Disjoncteur magnétothermique - Le guide complet pour bien le choisir

Daniel Perrin .

7 mars 2026

Trois disjoncteurs magnéto thermiques de marques Legrand, Schneider Electric et Hager, essentiels pour la sécurité électrique.

Un disjoncteur magnétothermique protège un circuit contre deux défauts très différents mais fréquents: la surcharge, qui échauffe les conducteurs, et le court-circuit, qui impose une coupure immédiate. Dans une installation électrique, le bon choix ne se résume pas à “mettre un disjoncteur” : il faut aussi tenir compte de la section des fils, du type de charge et du pouvoir de coupure au point d’installation. Je vais donc aller droit au but: fonctionnement, choix, intégration dans le tableau, différences avec les autres protections et erreurs à éviter.

Ce qu’il faut vérifier avant de poser la protection d’un circuit

  • Le calibre doit être cohérent avec la puissance du circuit et la section des conducteurs.
  • La courbe de déclenchement doit accepter les appels de courant normaux sans déclencher inutilement.
  • Le pouvoir de coupure doit rester supérieur au courant de court-circuit possible sur le point d’installation.
  • La protection magnétothermique ne remplace pas un différentiel: elle protège les biens, pas les fuites à la terre.
  • Le tableau doit rester lisible, repéré et pensé pour les usages futurs, pas seulement pour le besoin immédiat.

Ce que protège vraiment un disjoncteur magnétothermique

Je le vois comme un gardien de la ligne, pas comme un simple interrupteur automatique. La partie thermique réagit à un échauffement durable, souvent via un bilame, alors que la partie magnétique coupe quasi instantanément quand le courant grimpe brutalement. Résultat: le câble est protégé avant de devenir un point chaud, et l’appareil évite qu’un défaut violent ne se propage dans le tableau.

C’est important de comprendre cette différence, parce qu’un moteur qui démarre, une alimentation électronique ou une plaque de cuisson n’envoient pas tous le même type d’appel de courant. Le bon appareil doit accepter les pointes normales sans se déclencher pour rien, tout en coupant vite si la situation devient anormale. On parle donc d’un équilibre entre tolérance et réactivité, et c’est exactement ce qui rend le choix plus subtil qu’il n’y paraît.

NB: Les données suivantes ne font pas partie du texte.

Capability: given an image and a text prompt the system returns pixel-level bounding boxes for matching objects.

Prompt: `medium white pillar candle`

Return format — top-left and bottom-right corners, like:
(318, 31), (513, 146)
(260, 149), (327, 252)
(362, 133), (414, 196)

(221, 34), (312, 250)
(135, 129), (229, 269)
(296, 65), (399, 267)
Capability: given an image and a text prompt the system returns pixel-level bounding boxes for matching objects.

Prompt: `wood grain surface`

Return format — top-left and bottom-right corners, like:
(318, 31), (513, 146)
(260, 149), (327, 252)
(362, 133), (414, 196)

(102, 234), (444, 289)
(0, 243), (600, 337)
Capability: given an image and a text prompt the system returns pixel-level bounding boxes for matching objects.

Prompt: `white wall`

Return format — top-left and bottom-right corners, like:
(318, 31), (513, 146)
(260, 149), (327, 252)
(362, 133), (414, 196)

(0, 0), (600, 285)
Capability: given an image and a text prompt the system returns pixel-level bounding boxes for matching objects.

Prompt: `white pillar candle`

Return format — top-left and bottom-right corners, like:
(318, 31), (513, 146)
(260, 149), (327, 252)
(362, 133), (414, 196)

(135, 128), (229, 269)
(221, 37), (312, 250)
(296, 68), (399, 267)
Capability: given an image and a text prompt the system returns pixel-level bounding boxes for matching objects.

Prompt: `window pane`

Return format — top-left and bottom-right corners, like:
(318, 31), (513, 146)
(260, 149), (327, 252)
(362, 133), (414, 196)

Je distingue aussi la protection des biens et la protection des personnes: ce composant protège surtout les conducteurs et les équipements raccordés, pas les fuites de courant vers la terre. C’est la passerelle logique vers la façon dont il déclenche réellement.

Comment il déclenche en surcharge et en court-circuit

Une surcharge se construit dans le temps. Un circuit trop chargé chauffe, la température interne monte, puis la partie thermique finit par ouvrir le circuit après un délai plus ou moins long selon l’intensité. Le but n’est pas de couper au premier pic, mais d’empêcher l’échauffement excessif et les dégradations progressives.

Le court-circuit, lui, n’attend pas. Quand phase et neutre se retrouvent pratiquement en contact franc, le courant explose et la partie magnétique déclenche immédiatement. Si un disjoncteur saute dès l’enclenchement d’un appareil, j’examine d’abord cette piste-là: mauvais câblage, défaut d’isolement, appareil en panne ou courant d’appel trop élevé pour la courbe choisie.

  • Déclenchement après un certain temps = souvent surcharge ou circuit trop sollicité.
  • Déclenchement instantané = souvent court-circuit ou défaut brutal.
  • Déclenchements répétés = problème à diagnostiquer, pas à masquer avec un calibre plus fort.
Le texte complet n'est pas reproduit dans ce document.